King Louis XIV founded the Comédie-Française during the height of what we now call the French Neoclassical period. Beyond being the home of playwrights Molière and Racine, this theatre is also incredibly note-worthy as being a state-supported theatre. Every year, it receives financial support from the French government and, upon retirement, the performers who perform for a certain period of time receive a pension. As a result of its receipt of government financial support, the Comédie-Française is known as a ‘national theatre’. (Side bar: in our classroom, there is an 18th century print of one of the theaters that over the years has housed the Comédie-Française. Check it out before our next class.)
There are other countries throughout the world that have government-supported theatre companies or theater facilities. The United Kingdom supports the Royal National Theatre and the Royal Shakespeare Company, Mali the Palais de la culture Amadou Hampaté Ba, the Catalan government in Spain operates the Teatre Nacional de Catalunya, and the late 19th century president of Costa Rica built the Teatro Nacional de Costa Rica by taxing his country’s biggest export, coffee. To date, the United States of America has been unsuccessful at founding a national theatre, though attempts have been made.
In the early twentieth century, there was a movement toward the establishment of a national theatre company in the United States, though this movement later collapsed. The New York Times published on February 19, 1903 a letter to the editor written by one Irving Doob:
The National theatre that will depict the best sentiment of morality, religion, art, science and of politics will indeed be the finest of educators. It will be the brilliant focus to which public attention must inevitably be swayed, and a universal exemplification of what is necessary to the National welfare. But this will not be achieved at a single attempt, yet it is a magnificent idea, which should not be permitted to remain unchampioned.

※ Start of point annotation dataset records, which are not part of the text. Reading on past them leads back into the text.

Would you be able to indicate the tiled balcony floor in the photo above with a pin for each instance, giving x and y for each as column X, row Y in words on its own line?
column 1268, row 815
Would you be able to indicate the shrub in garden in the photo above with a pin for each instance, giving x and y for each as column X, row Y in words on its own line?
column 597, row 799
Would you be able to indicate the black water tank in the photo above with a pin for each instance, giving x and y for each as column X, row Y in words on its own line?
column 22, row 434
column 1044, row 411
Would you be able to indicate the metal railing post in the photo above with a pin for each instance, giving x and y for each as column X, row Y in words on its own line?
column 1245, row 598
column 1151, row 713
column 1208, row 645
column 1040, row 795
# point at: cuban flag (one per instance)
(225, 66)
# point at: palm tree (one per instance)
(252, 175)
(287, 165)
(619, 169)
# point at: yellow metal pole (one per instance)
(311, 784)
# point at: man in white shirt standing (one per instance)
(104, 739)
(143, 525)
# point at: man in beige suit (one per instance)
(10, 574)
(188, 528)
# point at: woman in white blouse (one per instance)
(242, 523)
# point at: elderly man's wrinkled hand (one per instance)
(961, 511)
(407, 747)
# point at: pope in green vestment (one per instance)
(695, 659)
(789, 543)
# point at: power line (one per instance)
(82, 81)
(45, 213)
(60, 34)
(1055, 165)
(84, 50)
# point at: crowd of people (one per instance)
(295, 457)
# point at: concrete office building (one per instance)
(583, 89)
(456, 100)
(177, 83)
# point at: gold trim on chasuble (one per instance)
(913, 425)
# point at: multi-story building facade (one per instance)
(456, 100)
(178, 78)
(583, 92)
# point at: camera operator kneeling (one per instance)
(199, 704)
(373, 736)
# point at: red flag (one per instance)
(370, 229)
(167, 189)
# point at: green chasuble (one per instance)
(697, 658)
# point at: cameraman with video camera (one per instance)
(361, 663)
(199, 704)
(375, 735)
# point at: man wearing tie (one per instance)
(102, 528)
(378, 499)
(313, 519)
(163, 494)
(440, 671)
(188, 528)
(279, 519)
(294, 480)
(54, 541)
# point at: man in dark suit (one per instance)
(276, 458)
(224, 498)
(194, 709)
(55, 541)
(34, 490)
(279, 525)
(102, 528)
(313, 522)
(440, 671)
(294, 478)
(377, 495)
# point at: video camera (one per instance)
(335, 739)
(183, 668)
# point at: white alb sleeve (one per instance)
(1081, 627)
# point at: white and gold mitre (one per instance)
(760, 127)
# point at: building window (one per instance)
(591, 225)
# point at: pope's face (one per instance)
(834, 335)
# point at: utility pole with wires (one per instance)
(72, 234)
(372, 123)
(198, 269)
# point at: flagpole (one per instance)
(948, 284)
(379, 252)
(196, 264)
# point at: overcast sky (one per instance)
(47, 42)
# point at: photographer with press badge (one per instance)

At the turn of our current century, there again began a movement towards the establishment of a national theatre in the United States.
In your response this week, assume that you have the ear of the President of the United States, the Speaker of the House of Representatives, and the Senate majority leader. Answer one of the below prompts.
1) Conceptualize a national theatre company for the United States. Why does the United States need a national theatre company? Where would it be located? What type of work would the company produce? Are there any issues a theatre company fully funded by the government could face?
2) Deliver an argument against a national theatre company for the United States. Why does our nation NOT need a national theatre company? What are some of the problems a national theatre company company could cause for our government and society? Does the current theatre industry already meet the needs of our nation? Why?
Note: Please limit your responses to the realm of live theatre performance.